ABD-Çin Rekabeti Bağlamında Güney Kore-Japonya Anlaşmazlığı


Günümüzdeki Güney Kore-Japonya anlaşmazlığının arkasındaki en önemli sebeplerden biri Uzak Doğu’daki Çin-ABD rekabeti, diğeri ise ABD’nin Uzak Doğu’dan çekilmeye yönelmesidir.

Uzak Doğu’daki Çin-ABD rekabeti açısından değerlendirmek gerekirse, öncelikle belirtmek gerekir ki Çin, Güneydoğu Asya, Kore yarımadası ve Orta Asya’yı potansiyel olarak kendi nüfuz alanı (hatta bazılarını ise kendi toprağı) olarak nitelendirmektedir. Geçmişte Kore geleneksel olarak büyük ölçüde Çin’e bağlıydı ve Çin de Kore’yi kendi toprağı gibi değerlendirmekteydi. Fakat 1910-1945 yıllarında Kore Yarımadası’nın Japonya tarafından yönetilmesi ve 1945’ten sonra Güney Kore’nin ABD himayesi altına girmesi, Kore Yarımadası üzerindeki güç haritasını önemli derecede değiştirmiştir. Özellikle 1965 yılında “Japonya-Güney Kore Anlaşması” imzalandıktan sonra her iki ülke de komünist blok karşısında ABD’nin birer kalesi olmuş ve Güney Kore’de Japon karşıtlığı devam etmesine rağmen ikili ilişkiler pekiştirilmiştir. Bu yüzden Güney Kore-Japonya anlaşmazlığı o dönemde günümüzdeki gibi alevlenmemiş ve bu iki ülke arasında ABD’nin denetimi altında yoğun bir iletişim söz konusu olmuştur.

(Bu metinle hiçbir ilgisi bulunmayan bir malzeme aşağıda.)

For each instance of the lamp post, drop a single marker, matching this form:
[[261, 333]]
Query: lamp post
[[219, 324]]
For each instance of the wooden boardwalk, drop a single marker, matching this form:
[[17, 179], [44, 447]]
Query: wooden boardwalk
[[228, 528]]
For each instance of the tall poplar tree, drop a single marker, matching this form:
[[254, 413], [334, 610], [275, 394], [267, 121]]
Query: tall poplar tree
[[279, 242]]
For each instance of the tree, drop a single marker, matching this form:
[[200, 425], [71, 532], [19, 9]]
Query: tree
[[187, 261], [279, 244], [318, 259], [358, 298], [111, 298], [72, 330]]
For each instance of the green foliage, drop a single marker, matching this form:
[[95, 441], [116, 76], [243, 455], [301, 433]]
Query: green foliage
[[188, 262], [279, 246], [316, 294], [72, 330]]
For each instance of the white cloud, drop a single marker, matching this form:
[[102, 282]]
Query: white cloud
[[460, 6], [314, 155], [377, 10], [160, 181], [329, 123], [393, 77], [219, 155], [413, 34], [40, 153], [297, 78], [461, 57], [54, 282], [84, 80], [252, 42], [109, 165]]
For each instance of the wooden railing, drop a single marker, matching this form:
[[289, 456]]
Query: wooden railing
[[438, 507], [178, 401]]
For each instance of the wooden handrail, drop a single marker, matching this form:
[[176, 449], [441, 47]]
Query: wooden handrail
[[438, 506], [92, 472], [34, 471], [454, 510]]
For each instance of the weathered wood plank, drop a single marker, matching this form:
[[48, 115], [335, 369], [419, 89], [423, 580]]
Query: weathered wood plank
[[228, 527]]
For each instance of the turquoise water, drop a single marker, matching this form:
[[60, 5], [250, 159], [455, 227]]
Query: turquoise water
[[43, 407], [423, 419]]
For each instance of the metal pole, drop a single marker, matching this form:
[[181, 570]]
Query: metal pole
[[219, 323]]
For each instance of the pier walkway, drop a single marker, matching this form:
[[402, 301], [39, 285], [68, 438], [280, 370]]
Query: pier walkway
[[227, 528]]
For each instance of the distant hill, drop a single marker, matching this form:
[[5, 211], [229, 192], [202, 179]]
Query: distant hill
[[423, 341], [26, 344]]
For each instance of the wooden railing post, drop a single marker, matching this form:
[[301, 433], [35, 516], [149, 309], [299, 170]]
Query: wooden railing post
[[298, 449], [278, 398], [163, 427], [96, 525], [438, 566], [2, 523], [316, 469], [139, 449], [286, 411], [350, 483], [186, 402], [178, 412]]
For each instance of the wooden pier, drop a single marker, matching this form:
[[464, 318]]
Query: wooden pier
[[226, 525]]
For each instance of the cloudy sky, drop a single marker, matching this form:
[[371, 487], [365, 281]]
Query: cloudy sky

Diğer yandan, Soğuk Savaş’ın sona ermesi, Güney Kore ekonomisinin yükselmeye başlaması ve 1990’lı yılların sonunda Çin ekonomisinin hızlı bir şekilde gelişmeye başlaması, Kore Yarımadası üzerindeki güç haritasını önemli derecede değiştirmiştir. ABD-Çin ilişkilerinin gelişmesi ve SSCB’nin dağılması sebebiyle ABD için Güney Kore ve Japonya’nın stratejik önemi azalmaya başlamıştır. Ayrıca Güney Kore ekonomik ve siyasi olarak güçlenmeye başladıkça Japonya’ya karşı daha sert bir tutum göstermeye başlamıştır.

Özellikle Çin’in Asya ekonomisi üzerinde hâkimiyet kurmaya başlaması Güney Kore’nin Japonya ve ABD’den uzaklaşmasına sebep olmuştur. Günümüzde Güney Kore’nin en büyük ticari ortağı Çin Halk Cumhuriyeti’dir ve iki ülke arasındaki ticaret miktarı artık Güney Kore ve ABD arasındaki ticaret miktarını aşmış durumdadır. Böylece Güney Kore ekonomisi fiilen Çin’in nüfuzu altına girmiştir ve Çin, Güney Kore üzerindeki etkisini önemli derecede arttırmaktadır. Bu bağlamda Güney Kore, Japonya-ABD ittifakından uzaklaşarak Japonya’ya karşı tutumunu daha da sertleştirmektedir.
 

ABD’nin Günümüzdeki Uzak Doğu Politikası Bağlamında Güney Kore-Japonya Anlaşmazlığı


Geçmişte ABD, Güney Kore ve Japonya’yı “SSCB, Kuzey Kore ve Çin gibi devletlerden oluşan komünist bloğuna karşı birer kale” olarak kullanmaktaydı ve bu doğrultuda Güney Kore’deki ABD askeri üslerini güçlendirmekteydi. Böylece geleneksel olarak ABD, Güney Kore açısından “en güvenli ülke” olarak görülmekteydi.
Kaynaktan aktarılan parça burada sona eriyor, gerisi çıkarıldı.